そう言ってリュックを取り上げられ、代わりにばさりと肩に掛けられたのは、濃紺の羽織。久々に包まれる惣次郎の香りに、ぎゅ、と羽織を握りしめた。


反対側の手を引き、歩き出す惣次郎を、小走りに追いかける。



「そうちゃん、前は私が寒いときいつもパーカーとか貸してくれてたよね」


「あー、そうだったね、だって璃桜、いつも薄着なんだもん。大事な妹が風邪ひくのは嫌だし」



……そうちゃんの上着が着たくて、薄着でいたのは黙っておこう。


それよりも、するり、と落とされた言葉に照れる。



「……そうちゃんの、たらし」


「えー? 何もしてないじゃん」



ぶつぶつと言い合っていたら、惣次郎がいきなり立ち止まる。



「っぷ、………そうちゃん!」



いきなり立ち止まるから、惣次郎の首に鼻をぶつけてしまった。丁度、身長も私の方が少し小さいくらいだから、そこに当たるのだ。

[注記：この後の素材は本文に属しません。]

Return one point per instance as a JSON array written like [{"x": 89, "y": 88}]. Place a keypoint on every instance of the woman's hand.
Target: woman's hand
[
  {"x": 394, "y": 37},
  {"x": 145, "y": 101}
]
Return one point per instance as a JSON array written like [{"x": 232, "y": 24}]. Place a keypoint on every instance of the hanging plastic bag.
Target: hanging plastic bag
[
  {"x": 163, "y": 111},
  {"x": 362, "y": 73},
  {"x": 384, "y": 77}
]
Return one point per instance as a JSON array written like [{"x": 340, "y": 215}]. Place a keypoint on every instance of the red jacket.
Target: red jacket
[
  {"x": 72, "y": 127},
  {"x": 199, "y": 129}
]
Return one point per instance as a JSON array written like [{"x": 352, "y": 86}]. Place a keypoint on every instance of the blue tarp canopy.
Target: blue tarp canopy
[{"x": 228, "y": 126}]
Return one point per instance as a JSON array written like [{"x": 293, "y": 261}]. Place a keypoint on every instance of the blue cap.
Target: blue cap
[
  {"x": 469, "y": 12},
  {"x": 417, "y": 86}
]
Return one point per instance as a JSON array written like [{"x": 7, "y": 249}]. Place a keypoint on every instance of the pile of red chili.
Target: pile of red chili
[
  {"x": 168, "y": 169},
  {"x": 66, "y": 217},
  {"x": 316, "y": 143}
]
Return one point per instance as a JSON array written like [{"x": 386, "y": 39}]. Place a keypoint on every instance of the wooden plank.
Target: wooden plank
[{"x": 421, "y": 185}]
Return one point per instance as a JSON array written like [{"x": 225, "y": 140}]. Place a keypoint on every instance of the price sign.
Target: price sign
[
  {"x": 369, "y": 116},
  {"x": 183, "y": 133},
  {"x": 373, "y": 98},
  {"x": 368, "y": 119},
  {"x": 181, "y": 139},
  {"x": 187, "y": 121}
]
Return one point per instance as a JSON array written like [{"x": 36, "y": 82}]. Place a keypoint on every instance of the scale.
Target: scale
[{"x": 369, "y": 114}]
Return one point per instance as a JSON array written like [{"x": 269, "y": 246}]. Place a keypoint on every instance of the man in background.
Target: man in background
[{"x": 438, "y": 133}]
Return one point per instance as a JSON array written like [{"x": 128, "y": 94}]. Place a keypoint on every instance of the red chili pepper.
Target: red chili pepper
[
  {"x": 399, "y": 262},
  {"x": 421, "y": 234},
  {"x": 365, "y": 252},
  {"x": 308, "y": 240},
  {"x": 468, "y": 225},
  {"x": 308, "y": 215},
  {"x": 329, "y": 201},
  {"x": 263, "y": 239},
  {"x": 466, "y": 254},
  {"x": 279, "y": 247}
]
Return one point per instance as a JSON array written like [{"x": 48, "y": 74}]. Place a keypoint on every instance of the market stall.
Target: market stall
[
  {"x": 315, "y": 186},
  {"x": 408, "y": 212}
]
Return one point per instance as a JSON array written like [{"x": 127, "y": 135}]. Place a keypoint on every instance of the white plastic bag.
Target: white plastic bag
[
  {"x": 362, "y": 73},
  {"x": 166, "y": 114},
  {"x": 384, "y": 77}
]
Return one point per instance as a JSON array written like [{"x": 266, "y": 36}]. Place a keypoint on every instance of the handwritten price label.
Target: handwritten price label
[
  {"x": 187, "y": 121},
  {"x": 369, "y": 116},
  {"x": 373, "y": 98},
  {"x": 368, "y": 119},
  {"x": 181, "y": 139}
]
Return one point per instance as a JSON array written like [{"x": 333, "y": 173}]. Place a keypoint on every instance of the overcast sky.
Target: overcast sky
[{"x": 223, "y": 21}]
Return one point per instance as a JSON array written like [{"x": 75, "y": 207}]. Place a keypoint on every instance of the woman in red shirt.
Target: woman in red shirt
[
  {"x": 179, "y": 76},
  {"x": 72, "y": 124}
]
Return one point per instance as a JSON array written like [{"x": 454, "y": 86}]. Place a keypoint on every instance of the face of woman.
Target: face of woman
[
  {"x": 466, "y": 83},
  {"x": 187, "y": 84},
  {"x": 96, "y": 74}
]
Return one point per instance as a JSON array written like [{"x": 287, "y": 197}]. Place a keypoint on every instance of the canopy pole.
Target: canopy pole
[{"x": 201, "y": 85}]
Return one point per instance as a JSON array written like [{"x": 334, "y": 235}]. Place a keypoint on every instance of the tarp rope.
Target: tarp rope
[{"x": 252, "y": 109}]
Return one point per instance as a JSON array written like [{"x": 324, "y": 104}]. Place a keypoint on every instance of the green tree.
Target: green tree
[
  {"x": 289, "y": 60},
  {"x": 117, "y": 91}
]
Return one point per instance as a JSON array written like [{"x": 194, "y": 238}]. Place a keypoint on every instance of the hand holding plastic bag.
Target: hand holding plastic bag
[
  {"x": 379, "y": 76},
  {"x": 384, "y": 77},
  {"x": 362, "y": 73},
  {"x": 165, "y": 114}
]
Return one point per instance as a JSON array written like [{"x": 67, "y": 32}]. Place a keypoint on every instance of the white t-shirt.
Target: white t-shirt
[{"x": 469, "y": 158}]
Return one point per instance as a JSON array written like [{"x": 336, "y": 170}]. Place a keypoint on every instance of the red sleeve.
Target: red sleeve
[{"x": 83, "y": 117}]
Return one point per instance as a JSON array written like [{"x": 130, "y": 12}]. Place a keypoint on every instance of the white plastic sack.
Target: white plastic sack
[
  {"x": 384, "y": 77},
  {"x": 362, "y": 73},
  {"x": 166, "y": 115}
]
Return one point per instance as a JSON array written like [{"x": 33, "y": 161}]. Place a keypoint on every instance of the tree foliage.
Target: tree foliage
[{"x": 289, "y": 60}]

…………これ以上鼻が低くなったらどうしてくれるの。憤りも込めて名を呼べば、



「しー」



悪戯っ子のように、唇に指を当て、笑う貴方。

その表情さえも、久しぶりで。本当に、惣次郎に逢えたんだと、実感した。



「そうちゃ、」


「…………裏口から入るよ?」



え、何で。顔に疑問が出たのだろうか、妖艶に弧を描く唇は、さらににやりと曲がる。



「……………俺が女の子を連れているから」


「え?!」



いや、当たり前か。新撰組は、女人禁制だった。

しかも、隊長でもないのに、こんな格好してる子を連れ込んだなんてばれたら、大変そう。



「しーっ! そっと、ね」



手をつなぎ、ゆっくり裏口を開く。八木邸。新撰組屯所のうちの、一つだ。今までも家から近かったから、何回か足を運んだことがある。公開はされていなかったため、入るのはこれが初めて。若干の緊張が体を走り、ごくりと喉が鳴る。



「璃桜、行くよ。……あ、まずい、早く!」


「え、な、まって! ……きゃ?!」



扉を開くやいなや、突然抱えあげられる。

猛然と走り出す惣次郎から振り落とされないように必死でしがみついた。


ひょい、とその肩から後ろを向けば、



「こらぁぁぁぁぁぁぁ!! てめぇ、女連れ込んでんじゃねぇぞ!!」



正しく、鬼のようにものすごい怒号をあげながら、誰かが私たちを追ってきた。



「あー、よりにもよってあの人、なんで裏口にいるかなぁ、璃桜、見ちゃダメ。隠れてて」



こそり、耳元でささやかれる言葉に、ぱっと顔を惣次郎の肩に伏せた。



ばたばたばたばたばたばた。

足音の二重奏に終わりが来たのは、数秒後。惣次郎が部屋の1つに飛び込み、その辺にあった棒切れで部屋の戸を開かなくした。



「ふー、璃桜もう平気だよ」


「あの人、いいの…?」



今だ続く、外からの怒号に、首が縮こまる。惣次郎は慣れているようで、何のこともなくにこりと笑った。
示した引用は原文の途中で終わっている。